1 See, e.g., Jose Maria Barrero, Nicholas Bloom, and Steven J. Davis, 2020, “Covid-19 is also a reallocation shock,” National Bureau of Economic Research, working paper, No. 27137, May, Crossref, for various pieces of empirical evidence.
3 An existing literature has examined the reallocation hypothesis using measures of stock return dispersion, e.g., Prakash Loungani, Mark Rush, and William Tave, 1990, “Stock market dispersion and unemployment,” Journal of Monetary Economics, Vol. 25, No. 3, June, pp. 367–388, Crossref, and S. Lael Brainard and David M. Cutler, 1993, “Sectoral shifts and cyclical unemployment reconsidered,” Quarterly Journal of Economics, Vol. 108, No. 1, February, pp. 219–243, Crossref. Daniel Aaronson, Ellen R. Rissman, and Daniel G. Sullivan, 2004, “Can sectoral reallocation explain the jobless recovery?,” Economic Perspectives, Federal Reserve Bank of Chicago, Vol. 28, Second Quarter, pp. 36–49, available online, provide an excellent overview of various approaches to measuring dispersion in sectoral shocks.

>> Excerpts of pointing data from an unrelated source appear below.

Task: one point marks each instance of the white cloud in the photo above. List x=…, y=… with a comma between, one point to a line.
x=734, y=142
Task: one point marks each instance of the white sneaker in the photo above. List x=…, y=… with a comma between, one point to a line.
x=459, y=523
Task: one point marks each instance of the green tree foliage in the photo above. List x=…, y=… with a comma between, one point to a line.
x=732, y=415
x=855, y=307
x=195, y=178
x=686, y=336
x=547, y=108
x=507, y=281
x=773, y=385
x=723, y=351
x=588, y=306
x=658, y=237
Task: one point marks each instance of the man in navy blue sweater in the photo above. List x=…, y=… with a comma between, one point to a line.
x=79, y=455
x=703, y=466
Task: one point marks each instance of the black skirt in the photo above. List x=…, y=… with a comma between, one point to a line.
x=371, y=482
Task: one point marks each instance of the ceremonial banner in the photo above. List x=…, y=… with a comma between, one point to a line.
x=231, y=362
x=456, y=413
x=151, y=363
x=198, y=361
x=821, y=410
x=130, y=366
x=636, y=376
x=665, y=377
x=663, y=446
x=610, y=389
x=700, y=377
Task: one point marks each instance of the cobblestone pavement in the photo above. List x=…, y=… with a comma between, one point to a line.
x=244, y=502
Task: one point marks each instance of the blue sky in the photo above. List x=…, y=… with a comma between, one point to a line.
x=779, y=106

4 The technical appendix provides an analogous figure for the historical series of total cross-industry return dispersion.
5 I have also worked with alternative timing assumptions and obtained similar results.
6 The employment reallocation index is computed using a set of more aggregated industries (14 industries) than the stock market-based measure of dispersion (49) and so may yield an underestimate of the true extent of inter-industry reallocation. In this case, the results in the figure may be interpreted as a lower bound of the impact of Covid-19 on unemployment due to reallocation.
7 See, e.g., Barrero, Bloom, and Davis (2020).